Future Global Shocks

IMPROVING RISK GOVERNANCE

Bron: Alex Wittenberg, Partner, Oliver Wyman Global Risk Center

Recent global shocks, such as the 2008 financial crisis, have driven policy makers and industry strategists to re-examine how to prepare for and respond to such events in the future, whether they arise in financial, natural, public health or even political systems. This OECD report is part of the organisation’s pioneering work on the policy implications of emerging and systemic risks and supports the development of foresight capacity in its Member countries. The report’s findings draw primarily from analysis contained in five case studies on different types of events: financial crises, cyber risks, pandemics, geomagnetic storms and social unrest – some of which have proven capacity to produce global shocks. All five background papers are available separately on the OECD website: www.oecd. org/futures.

Global leaders are acutely aware that anothersystemic shock could severely challenge economic recovery, social cohesion and even political stability. Visible indicators of vulnerability persist in the forms of economic imbalances, volatile commodity prices and currencies, colossal public debts and severe budget deficits. Less visible than these metrics are the drivers of vulnerability that tightly weave interconnections between commercial supply chains, technological systems and investment vehicles underlying the global economy. Unanticipated events such as natural disasters, failures in key technical systems or malicious attacks could disrupt these complex systems and produce shocks that propagate around the world.

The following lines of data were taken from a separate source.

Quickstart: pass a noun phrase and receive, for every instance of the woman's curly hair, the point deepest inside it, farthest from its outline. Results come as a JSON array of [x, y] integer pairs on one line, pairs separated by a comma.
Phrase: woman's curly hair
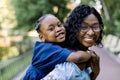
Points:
[[76, 17]]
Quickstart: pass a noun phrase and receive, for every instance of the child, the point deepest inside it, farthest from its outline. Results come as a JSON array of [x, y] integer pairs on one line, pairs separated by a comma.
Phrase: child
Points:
[[46, 53], [84, 29]]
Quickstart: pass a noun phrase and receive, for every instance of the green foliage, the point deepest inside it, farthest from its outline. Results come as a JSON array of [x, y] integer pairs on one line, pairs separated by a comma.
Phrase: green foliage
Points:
[[113, 24], [8, 52], [11, 69], [28, 11]]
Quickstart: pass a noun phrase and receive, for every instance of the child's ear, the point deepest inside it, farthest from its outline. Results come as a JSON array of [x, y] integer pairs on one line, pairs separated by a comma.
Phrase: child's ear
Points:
[[41, 37]]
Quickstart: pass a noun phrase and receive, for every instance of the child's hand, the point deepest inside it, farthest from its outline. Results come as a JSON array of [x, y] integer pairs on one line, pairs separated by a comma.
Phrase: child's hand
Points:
[[94, 63], [85, 56]]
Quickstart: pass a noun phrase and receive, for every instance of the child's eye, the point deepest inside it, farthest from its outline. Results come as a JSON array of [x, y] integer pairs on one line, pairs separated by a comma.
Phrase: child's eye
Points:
[[51, 28], [60, 25]]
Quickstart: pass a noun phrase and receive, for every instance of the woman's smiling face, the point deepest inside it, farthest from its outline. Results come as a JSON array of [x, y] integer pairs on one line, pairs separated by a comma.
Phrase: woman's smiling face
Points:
[[89, 37]]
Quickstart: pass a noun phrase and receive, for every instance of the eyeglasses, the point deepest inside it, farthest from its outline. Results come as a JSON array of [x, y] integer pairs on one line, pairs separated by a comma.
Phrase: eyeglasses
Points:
[[84, 27]]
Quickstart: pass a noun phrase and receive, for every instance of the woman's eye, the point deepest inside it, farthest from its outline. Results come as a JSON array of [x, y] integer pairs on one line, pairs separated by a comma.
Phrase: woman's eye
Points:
[[59, 25], [51, 28]]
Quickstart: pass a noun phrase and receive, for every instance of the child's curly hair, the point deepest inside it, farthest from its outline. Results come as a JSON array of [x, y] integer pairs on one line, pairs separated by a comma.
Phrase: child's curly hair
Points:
[[76, 17]]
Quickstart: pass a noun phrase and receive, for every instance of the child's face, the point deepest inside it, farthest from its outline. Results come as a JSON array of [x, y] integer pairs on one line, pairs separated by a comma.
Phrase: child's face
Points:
[[52, 30], [89, 37]]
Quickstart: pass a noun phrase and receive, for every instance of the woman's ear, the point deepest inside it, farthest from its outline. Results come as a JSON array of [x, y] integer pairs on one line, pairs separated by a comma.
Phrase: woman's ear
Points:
[[41, 37]]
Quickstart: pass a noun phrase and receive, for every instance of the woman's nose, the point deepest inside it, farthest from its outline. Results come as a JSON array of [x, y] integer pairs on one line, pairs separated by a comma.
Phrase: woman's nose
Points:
[[90, 31]]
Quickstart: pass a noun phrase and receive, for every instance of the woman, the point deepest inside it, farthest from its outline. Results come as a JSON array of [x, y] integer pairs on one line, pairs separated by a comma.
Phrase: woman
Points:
[[84, 29]]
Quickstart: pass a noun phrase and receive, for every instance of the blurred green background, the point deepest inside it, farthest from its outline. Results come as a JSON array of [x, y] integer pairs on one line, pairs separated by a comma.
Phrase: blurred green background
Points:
[[17, 22]]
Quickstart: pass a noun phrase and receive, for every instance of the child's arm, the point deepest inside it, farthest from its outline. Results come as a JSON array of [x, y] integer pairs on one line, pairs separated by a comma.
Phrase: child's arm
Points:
[[79, 56]]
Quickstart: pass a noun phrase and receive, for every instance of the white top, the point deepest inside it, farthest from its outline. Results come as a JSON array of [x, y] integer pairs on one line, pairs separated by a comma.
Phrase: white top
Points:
[[68, 71]]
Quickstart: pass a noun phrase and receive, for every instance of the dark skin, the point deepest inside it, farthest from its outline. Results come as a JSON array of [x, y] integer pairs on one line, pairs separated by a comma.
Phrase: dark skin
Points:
[[87, 39]]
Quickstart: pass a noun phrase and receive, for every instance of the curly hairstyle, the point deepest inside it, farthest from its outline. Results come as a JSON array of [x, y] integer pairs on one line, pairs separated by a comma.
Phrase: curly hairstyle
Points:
[[76, 17]]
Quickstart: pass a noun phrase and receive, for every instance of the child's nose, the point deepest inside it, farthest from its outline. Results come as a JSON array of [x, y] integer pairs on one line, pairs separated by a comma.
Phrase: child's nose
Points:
[[58, 29]]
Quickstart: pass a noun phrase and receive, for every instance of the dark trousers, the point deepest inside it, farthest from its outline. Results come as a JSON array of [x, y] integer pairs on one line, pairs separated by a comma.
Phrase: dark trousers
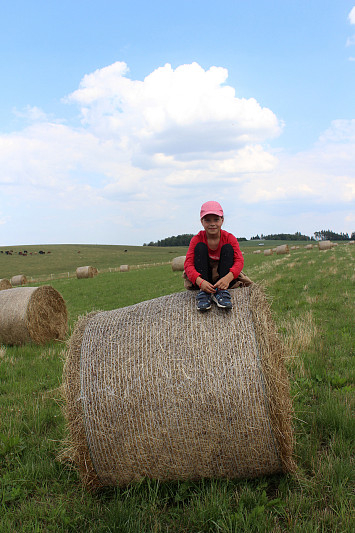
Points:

There is a palpable sense of urgency to identify and assess risks arising from vulnerabilities in these crucial systems, and to develop policies that will bolster efforts for prevention, early warning and response to ensure sustained economic prosperity. This urgency explains the demand for OECD to deliver strategic advice on preparing for and responding to potential global shocks mired in uncertainties.

Since the beginning of this project in 2009, the world has witnessed the effects of a global financial meltdown, the first declared pandemic in over 40 years, political upheaval in the MENA region, the BP oil spill, closure of European air space due to a volcanic ash cloud, and most recently the Tohuku earthquakes, tsunami and ensuing nuclear reactor accidents at the Fukushima power plant. Never before have global risks seemed so complex, the stakes so high, and the need for international co-operation to deal with them so apparent.